Item
1.01 Entry into a Material Definitive Agreement.
Clearday,
Inc. (“Clearday” or the “Company”) entered into a factoring facility and to obtain additional financings in the
aggregate amount of approximately $95,000 prior to the payment of fees and expenses, including placement fees. The net proceeds
from these financings of approximately $92,150 will be used to fund innovative services at Clearday, including robotic services
and expansion of additional services to be provided in Clearday’s residential care communities.
A
subsidiary of Clearday: MCA Westover Hills Operating Company (“MCA Westover”), entered into a Purchase and Sale Agreement
(“Purchase Agreement”) with an institutional financing party (“Buyer”) to sell $141,550 of future receivables
(as defined by the Purchase Agreement), which include the future resident revenues in the residential care facility. MCA Westover paid
origination and other fees, which resulted in a net aggregate amount of approximately $2,850. The Purchase Agreement provides Buyer specified
customary collection procedures for the collection and remittance of the weekly payable amount including direct payments from a specified
authorized bank account of approximately $1,559.00 per day, which should result in a term for this facility of 90 days.
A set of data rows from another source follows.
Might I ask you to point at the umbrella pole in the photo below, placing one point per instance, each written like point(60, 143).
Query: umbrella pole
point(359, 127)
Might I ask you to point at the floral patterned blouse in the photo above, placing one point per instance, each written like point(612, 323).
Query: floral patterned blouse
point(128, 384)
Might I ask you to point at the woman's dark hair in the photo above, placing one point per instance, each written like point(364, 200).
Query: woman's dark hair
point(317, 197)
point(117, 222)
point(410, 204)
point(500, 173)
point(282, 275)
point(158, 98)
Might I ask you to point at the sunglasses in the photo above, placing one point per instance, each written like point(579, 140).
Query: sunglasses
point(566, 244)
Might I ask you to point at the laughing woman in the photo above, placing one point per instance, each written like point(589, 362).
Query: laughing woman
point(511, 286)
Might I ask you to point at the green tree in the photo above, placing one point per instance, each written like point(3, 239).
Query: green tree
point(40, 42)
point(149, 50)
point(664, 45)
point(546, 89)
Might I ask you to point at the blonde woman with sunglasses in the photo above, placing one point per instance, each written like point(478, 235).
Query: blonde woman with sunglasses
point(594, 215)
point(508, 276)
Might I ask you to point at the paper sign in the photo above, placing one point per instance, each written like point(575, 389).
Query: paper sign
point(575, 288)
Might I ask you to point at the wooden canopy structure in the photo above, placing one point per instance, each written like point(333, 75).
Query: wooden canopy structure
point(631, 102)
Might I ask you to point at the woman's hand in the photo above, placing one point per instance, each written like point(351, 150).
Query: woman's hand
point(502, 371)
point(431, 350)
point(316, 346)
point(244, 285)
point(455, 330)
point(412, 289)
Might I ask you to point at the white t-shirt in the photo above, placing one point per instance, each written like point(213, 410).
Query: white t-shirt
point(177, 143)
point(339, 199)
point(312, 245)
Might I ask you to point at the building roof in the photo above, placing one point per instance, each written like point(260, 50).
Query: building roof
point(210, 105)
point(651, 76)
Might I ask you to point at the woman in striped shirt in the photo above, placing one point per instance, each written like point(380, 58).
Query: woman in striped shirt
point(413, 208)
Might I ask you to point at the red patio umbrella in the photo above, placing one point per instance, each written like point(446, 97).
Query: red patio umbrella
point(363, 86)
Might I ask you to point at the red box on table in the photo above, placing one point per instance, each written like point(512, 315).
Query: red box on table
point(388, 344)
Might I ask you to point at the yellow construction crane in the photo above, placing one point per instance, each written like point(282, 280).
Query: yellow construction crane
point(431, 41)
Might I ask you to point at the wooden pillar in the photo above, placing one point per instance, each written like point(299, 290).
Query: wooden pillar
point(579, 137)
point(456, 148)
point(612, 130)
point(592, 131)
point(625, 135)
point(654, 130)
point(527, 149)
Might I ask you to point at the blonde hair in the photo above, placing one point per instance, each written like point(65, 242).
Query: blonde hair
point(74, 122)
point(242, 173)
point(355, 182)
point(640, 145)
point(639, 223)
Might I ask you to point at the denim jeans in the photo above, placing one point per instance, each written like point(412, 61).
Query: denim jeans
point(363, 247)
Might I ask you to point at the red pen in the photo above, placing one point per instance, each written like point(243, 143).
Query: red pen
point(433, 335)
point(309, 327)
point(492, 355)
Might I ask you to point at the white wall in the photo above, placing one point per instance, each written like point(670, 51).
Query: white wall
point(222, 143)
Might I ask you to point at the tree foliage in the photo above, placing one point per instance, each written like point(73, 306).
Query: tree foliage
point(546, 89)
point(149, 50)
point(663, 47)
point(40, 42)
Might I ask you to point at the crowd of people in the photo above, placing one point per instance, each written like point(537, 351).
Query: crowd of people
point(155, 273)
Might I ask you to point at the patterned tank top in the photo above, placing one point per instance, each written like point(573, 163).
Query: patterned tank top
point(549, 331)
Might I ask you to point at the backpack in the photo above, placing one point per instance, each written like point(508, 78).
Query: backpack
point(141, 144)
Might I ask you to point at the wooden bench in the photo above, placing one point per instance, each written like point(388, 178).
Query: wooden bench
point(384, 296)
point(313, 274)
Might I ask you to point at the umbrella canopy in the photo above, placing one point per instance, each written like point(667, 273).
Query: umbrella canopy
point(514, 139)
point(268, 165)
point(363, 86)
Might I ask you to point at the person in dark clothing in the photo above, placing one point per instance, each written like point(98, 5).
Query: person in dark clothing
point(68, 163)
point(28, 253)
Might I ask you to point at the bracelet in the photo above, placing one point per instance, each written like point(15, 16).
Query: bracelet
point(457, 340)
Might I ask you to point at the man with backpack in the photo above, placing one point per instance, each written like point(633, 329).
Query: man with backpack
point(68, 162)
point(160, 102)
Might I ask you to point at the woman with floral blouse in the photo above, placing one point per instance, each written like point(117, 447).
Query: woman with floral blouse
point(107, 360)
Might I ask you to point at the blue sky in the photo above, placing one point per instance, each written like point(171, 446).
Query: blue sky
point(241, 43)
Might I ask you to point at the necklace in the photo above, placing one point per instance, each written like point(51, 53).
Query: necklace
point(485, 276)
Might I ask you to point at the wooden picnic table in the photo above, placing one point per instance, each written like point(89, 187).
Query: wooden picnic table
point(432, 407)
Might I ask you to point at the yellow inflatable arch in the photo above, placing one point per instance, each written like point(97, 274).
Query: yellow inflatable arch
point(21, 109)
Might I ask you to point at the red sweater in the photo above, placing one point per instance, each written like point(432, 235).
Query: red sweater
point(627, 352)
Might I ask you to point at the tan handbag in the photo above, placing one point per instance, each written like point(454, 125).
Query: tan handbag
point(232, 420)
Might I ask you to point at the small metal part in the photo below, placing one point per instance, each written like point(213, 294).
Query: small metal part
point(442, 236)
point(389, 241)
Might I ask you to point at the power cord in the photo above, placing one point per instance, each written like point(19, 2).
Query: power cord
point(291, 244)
The Purchase
Agreement expressly provides that the sale of the future receipts shall be construed and treated for all purposes as a true and complete
sale of receivables at a discount, and not a loan; that the title to the sold future sales is transferred to Buyer under such agreement
free and clear of all liens; and includes customary remedies that may be exercised by Buyer upon a breach or default, including payment
of attorney fees and costs of collection. Under the Purchase Agreement, MCA Westover granted a right of first refusal for other factoring
agreements for a two year period. The Purchase Agreement also provides customary provisions regarding, among other matters, representations,
warranties and covenants, further assurances, indemnification, arbitration, governing law and venue as well as a customary anti-stacking
provision. The Purchase Agreement also provides for the grant by MCA Westover of a security interest in the future receivables and other
related collateral under the Uniform Commercial Code in accounts and proceeds in the event that the future receipts are “accounts”
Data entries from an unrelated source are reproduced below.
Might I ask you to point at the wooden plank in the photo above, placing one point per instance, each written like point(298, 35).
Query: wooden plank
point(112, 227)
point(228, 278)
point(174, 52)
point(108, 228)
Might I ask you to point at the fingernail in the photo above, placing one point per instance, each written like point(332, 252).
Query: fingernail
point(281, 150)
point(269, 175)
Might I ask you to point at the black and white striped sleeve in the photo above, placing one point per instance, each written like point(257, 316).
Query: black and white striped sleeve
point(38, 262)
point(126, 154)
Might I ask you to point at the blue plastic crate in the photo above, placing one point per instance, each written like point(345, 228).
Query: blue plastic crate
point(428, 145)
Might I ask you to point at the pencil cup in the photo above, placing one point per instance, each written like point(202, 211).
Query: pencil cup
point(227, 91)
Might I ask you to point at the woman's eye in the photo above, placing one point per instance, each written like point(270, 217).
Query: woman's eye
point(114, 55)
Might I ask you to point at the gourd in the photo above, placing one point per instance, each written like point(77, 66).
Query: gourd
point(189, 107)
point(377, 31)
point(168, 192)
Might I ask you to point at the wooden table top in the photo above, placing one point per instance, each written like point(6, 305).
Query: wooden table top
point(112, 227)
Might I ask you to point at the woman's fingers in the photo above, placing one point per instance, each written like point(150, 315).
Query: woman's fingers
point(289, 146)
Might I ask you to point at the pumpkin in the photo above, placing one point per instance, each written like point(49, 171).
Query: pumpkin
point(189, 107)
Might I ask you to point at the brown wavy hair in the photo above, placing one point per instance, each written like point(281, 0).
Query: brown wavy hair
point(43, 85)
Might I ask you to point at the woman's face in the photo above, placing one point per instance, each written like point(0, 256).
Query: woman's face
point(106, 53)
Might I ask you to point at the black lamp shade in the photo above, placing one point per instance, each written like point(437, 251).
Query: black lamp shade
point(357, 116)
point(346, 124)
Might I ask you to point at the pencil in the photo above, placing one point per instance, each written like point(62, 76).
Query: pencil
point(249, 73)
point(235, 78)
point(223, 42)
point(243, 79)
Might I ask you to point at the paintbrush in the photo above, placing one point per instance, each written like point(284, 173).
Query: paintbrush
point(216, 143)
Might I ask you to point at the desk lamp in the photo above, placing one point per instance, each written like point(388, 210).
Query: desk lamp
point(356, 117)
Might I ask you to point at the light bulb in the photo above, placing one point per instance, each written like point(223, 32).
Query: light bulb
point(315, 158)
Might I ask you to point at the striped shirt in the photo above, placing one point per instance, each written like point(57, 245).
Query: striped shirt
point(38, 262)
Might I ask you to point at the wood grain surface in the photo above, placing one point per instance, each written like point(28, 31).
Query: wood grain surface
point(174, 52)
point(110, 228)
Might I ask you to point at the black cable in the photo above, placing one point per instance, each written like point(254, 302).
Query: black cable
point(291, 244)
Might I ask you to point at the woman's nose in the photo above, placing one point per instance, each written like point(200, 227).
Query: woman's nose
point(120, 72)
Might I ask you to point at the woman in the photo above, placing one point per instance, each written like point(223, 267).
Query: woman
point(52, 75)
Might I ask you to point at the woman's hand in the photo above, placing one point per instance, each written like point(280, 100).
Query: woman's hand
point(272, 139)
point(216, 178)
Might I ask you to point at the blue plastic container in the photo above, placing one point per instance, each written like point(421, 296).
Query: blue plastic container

or “payment intangibles” under the Uniform Commercial Code.
An
officer of Clearday agreed to a Personal Performance Guarantee providing to Buyer her irrevocable, absolute, and unconditional personal
guaranty of all of the obligations under the Purchase Agreement to Buyer. Such guaranty provides customary provisions, including representations,
warranties and covenants. Affiliates of MCA Westover also executed this Purchase Agreement to guaranty the obligations of MCA Westover
under this facility.
The
foregoing descriptions of the Purchase Agreement and the related Personal Performance Guarantee are not complete and are qualified in
their entirety by reference to the full text of such agreements, filed as Exhibit 10.1 to this Current Report on Form 8-K and incorporated
herein by reference.
Forward
Looking Statements
This
communication contains forward-looking statements (including within the meaning of Section 21E of the Securities Exchange Act of 1934,
as amended, and Section 27A of the Securities Act of 1933, as amended) concerning the Company. These statements may discuss goals, intentions
and expectations as to future plans, trends, events, results of operations or financial condition, or otherwise, based on current beliefs
of the management of the Company, as well as assumptions made by, and information currently available to, management. Forward-looking
statements generally include statements that are predictive in nature and depend upon or refer to future events or conditions, and include
words such as “may,” “will,” “should,” “would,” “expect,” “anticipate,”
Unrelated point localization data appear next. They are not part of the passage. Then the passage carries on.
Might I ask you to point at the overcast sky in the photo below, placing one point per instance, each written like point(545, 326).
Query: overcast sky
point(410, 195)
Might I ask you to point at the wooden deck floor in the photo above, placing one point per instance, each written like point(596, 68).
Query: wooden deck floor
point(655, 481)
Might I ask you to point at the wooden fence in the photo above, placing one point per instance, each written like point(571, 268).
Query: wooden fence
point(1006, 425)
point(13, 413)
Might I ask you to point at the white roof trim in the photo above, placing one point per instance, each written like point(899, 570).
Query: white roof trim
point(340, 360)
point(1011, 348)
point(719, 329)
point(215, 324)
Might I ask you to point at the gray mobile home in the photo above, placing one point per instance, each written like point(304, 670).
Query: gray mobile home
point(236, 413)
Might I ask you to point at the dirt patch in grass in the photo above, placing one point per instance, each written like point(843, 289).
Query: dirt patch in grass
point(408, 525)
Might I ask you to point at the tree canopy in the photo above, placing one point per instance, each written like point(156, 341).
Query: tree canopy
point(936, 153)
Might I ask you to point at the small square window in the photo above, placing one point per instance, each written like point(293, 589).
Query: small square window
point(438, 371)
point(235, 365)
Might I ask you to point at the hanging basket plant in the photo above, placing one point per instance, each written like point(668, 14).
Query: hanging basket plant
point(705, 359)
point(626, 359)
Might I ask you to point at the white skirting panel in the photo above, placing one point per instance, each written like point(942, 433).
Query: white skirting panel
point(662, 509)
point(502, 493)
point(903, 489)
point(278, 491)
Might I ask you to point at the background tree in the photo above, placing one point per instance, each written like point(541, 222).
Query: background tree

“plan,” “likely,” “believe,” “estimate,” “project,” “intend,”
and other similar expressions. Statements that are not historical facts are forward-looking statements. Forward-looking statements are
based on current beliefs and assumptions that are subject to risks and uncertainties and are not guarantees of future performance. Actual
results could differ materially from those contained in any forward-looking statement as a result of various factors, including, without
limitation: the risks regarding the Company and its business, generally; risks related to the Company’s ability to correctly estimate
and manage its operating expenses and develop its innovate non-acute care businesses and the acceptance of its proposed products and
services, including with respect to future financial and operating results; the ability of the Company to protect its intellectual property
rights; competitive responses to the Company’s businesses including its innovative non-acute care business; unexpected costs, charges
or expenses; regulatory requirements or developments; changes in capital resource requirements; and legislative, regulatory, political
and economic developments. The foregoing review of important factors that could cause actual events to differ from expectations should
not be construed as exhaustive and should be read in conjunction with statements that are included herein and elsewhere, including the
risk factors included in the Company’s most recent Annual Report on Form 10-K, Quarterly Reports on Form 10-Q and Current Reports
on Form 8-K filed with the SEC and the registration statement regarding the Company’s previously announced merger, that was filed
and declared effective. The Company can give no assurance that the actual results will not be materially different than those based on
the forward looking statements. Except as required by applicable law, the Company undertakes no obligation to revise or update any forward-looking
statement, or to make any other forward-looking statements, whether as a result of new information, future events or otherwise.